The work was shared by the volunteers who lived on the farm and by those - of all faiths - who visited for spiritual retreats led by Frans.
Sceptical about initiatives that emphasised theological common ground, Frans rarely mentioned the Abrahamic roots shared by Syria's Christians and Muslims. If anything, he looked beyond monotheism entirely. He was a serious student of Zen Buddhism and sat in silent meditation every morning. He also taught meditation and yoga in a quiet, light-filled space, neither church nor mosque, that he built at the heart of al-Ard. "For me," he said, "it is important to start from the human meeting. Not to start with religion."
That lack of dogmatism may have been one of the things that drew young people to Frans. In 1980 he began walking through the Jebal Ansariya, the mountains that rise from Syria's Mediterranean coast, with students from his parish. Almost 30 years later, already in his 70s, Frans was still leading an annual eight-day hike across the country, followed by as many as 200 or 300 young Syrians - Christian and Muslim, Druze and Alawite. Though he was reluctant to ascribe any particular purpose to the walks, Frans acknowledged that they had become something special.
"The hike brings people together. They share the common experience of fatigue, of sleeping and eating together, and this builds a link between people. After the hike it is not important that you are Christian or Muslim, it is important that you are present."

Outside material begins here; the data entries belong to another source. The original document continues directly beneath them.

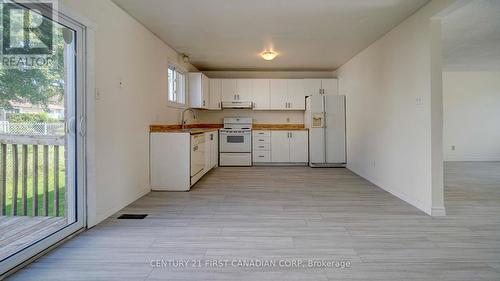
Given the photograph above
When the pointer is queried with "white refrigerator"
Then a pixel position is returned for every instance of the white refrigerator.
(325, 119)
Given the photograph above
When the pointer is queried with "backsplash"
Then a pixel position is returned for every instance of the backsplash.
(259, 116)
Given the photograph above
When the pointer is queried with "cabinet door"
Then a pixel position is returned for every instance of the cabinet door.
(208, 152)
(280, 146)
(195, 90)
(244, 89)
(205, 91)
(278, 93)
(296, 95)
(228, 90)
(329, 87)
(215, 150)
(215, 94)
(260, 94)
(312, 86)
(299, 146)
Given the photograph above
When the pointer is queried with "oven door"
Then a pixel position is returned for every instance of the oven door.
(240, 141)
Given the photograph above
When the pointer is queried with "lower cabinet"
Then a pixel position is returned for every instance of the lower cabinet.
(179, 160)
(280, 146)
(211, 150)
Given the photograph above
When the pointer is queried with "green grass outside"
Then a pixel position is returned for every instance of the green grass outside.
(10, 180)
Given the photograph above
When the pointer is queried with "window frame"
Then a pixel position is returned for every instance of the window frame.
(176, 103)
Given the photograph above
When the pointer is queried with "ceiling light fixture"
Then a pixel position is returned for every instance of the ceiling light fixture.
(269, 55)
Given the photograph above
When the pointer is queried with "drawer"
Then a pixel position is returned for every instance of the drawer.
(261, 156)
(261, 134)
(262, 146)
(260, 139)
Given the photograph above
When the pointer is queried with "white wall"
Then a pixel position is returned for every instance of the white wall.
(471, 103)
(124, 50)
(388, 89)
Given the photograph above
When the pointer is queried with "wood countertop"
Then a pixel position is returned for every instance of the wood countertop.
(279, 127)
(201, 128)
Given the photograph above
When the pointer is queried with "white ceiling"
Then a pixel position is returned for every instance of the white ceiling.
(471, 37)
(308, 34)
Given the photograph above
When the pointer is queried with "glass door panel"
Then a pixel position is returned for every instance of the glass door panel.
(41, 144)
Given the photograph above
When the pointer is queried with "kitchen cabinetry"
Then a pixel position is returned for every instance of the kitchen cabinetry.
(215, 93)
(236, 90)
(261, 146)
(287, 94)
(289, 146)
(179, 159)
(198, 88)
(260, 94)
(279, 146)
(211, 150)
(320, 86)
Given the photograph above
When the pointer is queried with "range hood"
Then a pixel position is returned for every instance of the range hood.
(237, 104)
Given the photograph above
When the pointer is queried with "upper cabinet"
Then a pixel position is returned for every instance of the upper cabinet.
(320, 86)
(236, 90)
(260, 94)
(215, 100)
(296, 96)
(198, 87)
(287, 94)
(266, 94)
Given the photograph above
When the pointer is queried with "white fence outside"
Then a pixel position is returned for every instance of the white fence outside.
(32, 129)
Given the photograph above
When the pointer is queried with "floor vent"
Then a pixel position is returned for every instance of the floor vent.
(132, 216)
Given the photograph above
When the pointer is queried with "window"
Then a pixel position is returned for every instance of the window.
(176, 86)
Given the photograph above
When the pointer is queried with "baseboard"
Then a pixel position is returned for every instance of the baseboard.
(438, 211)
(111, 211)
(424, 207)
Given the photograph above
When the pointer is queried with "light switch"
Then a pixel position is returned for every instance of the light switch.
(97, 94)
(419, 101)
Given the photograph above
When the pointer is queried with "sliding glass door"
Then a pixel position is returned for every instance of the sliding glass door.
(42, 129)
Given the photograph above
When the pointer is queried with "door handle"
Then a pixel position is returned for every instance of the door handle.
(70, 125)
(81, 126)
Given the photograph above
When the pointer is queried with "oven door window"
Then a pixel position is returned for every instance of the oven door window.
(235, 139)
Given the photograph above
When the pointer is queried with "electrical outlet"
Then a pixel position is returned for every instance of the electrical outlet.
(121, 83)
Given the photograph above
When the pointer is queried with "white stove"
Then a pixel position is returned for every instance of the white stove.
(235, 142)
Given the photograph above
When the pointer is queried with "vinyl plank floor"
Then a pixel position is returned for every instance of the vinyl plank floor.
(292, 214)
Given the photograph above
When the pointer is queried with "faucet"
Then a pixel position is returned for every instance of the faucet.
(183, 120)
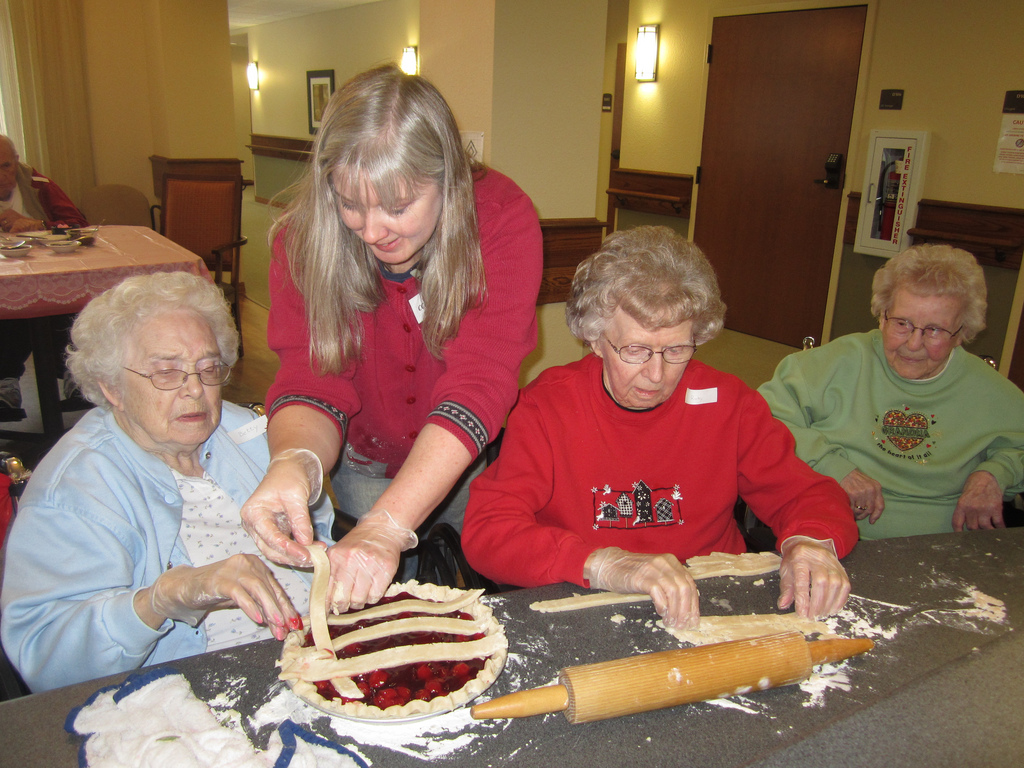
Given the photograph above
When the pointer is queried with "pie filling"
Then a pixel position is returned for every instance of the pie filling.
(398, 685)
(422, 656)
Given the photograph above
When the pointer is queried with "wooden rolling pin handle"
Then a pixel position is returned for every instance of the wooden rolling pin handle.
(836, 649)
(523, 704)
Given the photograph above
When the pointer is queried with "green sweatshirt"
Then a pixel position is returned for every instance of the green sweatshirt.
(920, 439)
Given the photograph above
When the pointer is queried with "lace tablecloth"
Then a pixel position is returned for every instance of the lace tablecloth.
(46, 283)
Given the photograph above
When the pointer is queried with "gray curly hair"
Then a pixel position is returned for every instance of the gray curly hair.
(99, 335)
(935, 270)
(653, 274)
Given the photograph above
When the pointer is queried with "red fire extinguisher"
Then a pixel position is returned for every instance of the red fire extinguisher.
(890, 195)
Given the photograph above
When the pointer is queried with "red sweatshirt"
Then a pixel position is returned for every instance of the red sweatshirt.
(577, 472)
(382, 403)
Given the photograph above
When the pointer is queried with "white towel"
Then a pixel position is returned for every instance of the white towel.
(155, 720)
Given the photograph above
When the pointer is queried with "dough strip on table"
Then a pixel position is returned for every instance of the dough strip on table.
(317, 600)
(701, 566)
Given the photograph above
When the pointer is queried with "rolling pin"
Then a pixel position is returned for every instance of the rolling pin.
(653, 681)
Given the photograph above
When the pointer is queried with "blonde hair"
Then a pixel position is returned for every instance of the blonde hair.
(935, 270)
(393, 132)
(101, 331)
(653, 274)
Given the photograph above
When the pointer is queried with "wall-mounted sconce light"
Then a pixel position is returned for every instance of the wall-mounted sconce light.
(410, 62)
(646, 53)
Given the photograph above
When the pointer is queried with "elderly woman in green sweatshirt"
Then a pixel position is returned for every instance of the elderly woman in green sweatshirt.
(924, 436)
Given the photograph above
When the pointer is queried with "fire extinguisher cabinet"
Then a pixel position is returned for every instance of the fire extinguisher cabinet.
(894, 180)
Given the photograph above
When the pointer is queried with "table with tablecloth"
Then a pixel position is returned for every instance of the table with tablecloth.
(941, 686)
(44, 284)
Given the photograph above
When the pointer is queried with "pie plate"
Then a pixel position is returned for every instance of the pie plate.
(301, 666)
(393, 720)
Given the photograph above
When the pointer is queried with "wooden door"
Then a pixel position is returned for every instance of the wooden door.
(780, 98)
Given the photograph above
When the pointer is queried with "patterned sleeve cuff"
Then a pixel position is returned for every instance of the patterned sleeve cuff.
(292, 399)
(464, 420)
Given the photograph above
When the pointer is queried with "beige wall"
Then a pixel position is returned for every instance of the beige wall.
(347, 41)
(460, 59)
(954, 60)
(160, 83)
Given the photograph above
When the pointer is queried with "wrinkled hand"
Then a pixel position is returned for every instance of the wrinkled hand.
(186, 594)
(865, 496)
(276, 515)
(364, 562)
(812, 577)
(980, 505)
(663, 577)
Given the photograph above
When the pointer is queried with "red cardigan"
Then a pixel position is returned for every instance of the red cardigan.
(381, 404)
(578, 473)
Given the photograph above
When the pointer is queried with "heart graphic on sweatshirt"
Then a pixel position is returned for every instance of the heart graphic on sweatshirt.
(904, 430)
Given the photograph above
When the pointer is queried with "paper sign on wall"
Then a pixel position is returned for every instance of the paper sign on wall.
(1010, 151)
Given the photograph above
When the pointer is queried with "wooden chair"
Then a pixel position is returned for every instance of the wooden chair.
(204, 214)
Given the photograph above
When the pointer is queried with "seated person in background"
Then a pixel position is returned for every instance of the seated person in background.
(924, 436)
(616, 468)
(29, 202)
(128, 532)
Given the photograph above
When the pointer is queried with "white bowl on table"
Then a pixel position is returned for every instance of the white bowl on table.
(14, 252)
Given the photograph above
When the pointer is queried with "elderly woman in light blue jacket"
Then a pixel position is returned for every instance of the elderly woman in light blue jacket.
(127, 548)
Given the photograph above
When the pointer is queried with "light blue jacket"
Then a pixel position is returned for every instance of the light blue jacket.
(99, 520)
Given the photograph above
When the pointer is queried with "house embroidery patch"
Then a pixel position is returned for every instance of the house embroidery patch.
(641, 506)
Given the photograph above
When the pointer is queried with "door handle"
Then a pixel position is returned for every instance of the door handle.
(834, 172)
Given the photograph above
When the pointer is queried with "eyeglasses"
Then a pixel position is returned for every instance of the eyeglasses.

Working on the land, sitting in silence, walking across the countryside. For Frans, these basic human experiences were the most reliable way to create "a kind of unity, a human complicity, a human comprehension". In the search for what he called "the common place of being" he had come to distrust the certainties that often accompany religious identity. Unless he was leading a service, Frans wore no outward signs of the priesthood to which he belonged and there was nothing at Al Ard that marked it out as a Christian space.
As he drove me back to Homs, Frans said: "You know, I don't really like religions. I believe in the spiritual experience that is the source, the initial inspiration of faith. Religions are always losing that inspiration, that direct experience; then they are not in the true way. I mean, they are in the hypocrisy of speaking for the spirit with which they have lost touch."
Frans, though, stayed true to his life's work. Through the appalling siege of Homs, his devotion to the Syrian people never faltered. To the end he spoke not of Christians or Muslims but of fellow human beings struggling to survive.
"There is nothing more painful than watching mothers searching for food for their children in the streets," he said in a video clip released in February. "We love life, we want to live. And we do not want to sink in a sea of pain and suffering."